CVE-2025-65829 identifies a security vulnerability in the ESP32 system on a chip (SoC) embedded within Meatmeet basestation devices. The core issue is the absence of Secure Boot, a critical security feature designed to ensure that only authenticated and trusted firmware can execute on the device. Secure Boot establishes a chain of trust by cryptographically verifying each mutable software component during the application startup sequence. Without this mechanism, an attacker who gains physical access to the device can flash modified or malicious firmware onto the ESP32, which will then execute upon device startup. This compromises the device’s confidentiality, integrity, and availability, as the attacker can run arbitrary code, potentially leading to data theft, device manipulation, or denial of service. The vulnerability is classified under CWE-94 (Improper Control of Generation of Code), indicating risks related to unauthorized code execution. The CVSS v3.1 base score is 6.8 (medium severity), reflecting the requirement for physical access (AV:P), low attack complexity (AC:L), no privileges or user interaction needed (PR:N/UI:N), and high impact on confidentiality, integrity, and availability (C:H/I:H/A:H). No patches or mitigations have been officially released, and no known exploits have been reported in the wild as of the publication date. This vulnerability primarily affects devices running on ESP32 SoCs without Secure Boot enabled, specifically the Meatmeet basestation devices, which are used in IoT and industrial contexts.

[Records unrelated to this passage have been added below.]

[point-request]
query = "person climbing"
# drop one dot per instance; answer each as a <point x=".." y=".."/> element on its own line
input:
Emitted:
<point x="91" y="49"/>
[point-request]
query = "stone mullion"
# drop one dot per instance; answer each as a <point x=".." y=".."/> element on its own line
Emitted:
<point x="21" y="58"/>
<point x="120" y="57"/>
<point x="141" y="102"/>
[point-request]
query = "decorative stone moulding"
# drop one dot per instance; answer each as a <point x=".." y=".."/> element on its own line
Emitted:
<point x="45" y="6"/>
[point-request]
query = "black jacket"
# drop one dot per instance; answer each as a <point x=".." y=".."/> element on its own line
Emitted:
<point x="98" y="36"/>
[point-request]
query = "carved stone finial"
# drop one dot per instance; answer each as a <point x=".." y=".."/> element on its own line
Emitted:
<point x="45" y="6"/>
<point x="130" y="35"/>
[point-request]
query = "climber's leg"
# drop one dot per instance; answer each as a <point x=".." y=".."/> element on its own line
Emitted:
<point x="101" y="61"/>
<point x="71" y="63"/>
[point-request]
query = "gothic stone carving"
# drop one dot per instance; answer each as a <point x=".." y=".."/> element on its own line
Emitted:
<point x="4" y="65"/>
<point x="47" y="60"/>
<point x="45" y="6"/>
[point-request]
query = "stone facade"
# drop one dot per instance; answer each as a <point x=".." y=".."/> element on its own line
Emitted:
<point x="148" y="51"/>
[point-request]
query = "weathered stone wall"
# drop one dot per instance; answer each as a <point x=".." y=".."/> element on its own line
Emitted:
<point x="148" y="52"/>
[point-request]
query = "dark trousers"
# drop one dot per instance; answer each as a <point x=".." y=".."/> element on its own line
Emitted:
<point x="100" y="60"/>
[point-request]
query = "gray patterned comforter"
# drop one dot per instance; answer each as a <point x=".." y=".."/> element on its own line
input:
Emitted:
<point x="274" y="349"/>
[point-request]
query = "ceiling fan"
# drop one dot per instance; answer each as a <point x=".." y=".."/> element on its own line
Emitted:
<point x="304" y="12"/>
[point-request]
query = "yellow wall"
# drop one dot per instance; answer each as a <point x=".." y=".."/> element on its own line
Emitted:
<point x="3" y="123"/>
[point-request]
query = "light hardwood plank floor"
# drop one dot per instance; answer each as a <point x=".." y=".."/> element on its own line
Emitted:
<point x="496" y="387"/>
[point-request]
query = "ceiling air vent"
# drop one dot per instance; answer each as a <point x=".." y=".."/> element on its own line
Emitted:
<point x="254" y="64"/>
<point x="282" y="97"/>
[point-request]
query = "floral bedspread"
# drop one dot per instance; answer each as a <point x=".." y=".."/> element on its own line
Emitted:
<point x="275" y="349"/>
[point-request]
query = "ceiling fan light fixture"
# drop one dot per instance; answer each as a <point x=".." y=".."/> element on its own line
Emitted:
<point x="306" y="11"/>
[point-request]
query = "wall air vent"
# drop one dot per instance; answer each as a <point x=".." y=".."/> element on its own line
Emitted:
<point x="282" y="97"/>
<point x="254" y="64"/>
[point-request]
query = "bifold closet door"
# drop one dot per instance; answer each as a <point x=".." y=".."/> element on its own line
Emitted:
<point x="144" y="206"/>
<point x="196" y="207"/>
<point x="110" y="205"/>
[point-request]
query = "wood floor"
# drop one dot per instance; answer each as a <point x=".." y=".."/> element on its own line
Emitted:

For European organizations, this vulnerability poses a significant risk particularly in sectors deploying Meatmeet basestation devices for IoT, industrial automation, or critical infrastructure monitoring. An attacker with physical access can compromise device firmware, potentially leading to unauthorized data access, manipulation of device functions, or complete device failure. This can disrupt operational continuity, cause data breaches, and undermine trust in IoT deployments. The impact is heightened in environments where devices are deployed in less physically secure locations or where device integrity is critical for safety or regulatory compliance. Additionally, compromised devices could be leveraged as footholds for lateral movement within networks, increasing the overall risk posture. The absence of Secure Boot also means that firmware updates cannot be reliably trusted, complicating incident response and recovery. Given the medium severity and requirement for physical access, the threat is more relevant to organizations with distributed or remotely located devices rather than those with tightly controlled hardware environments.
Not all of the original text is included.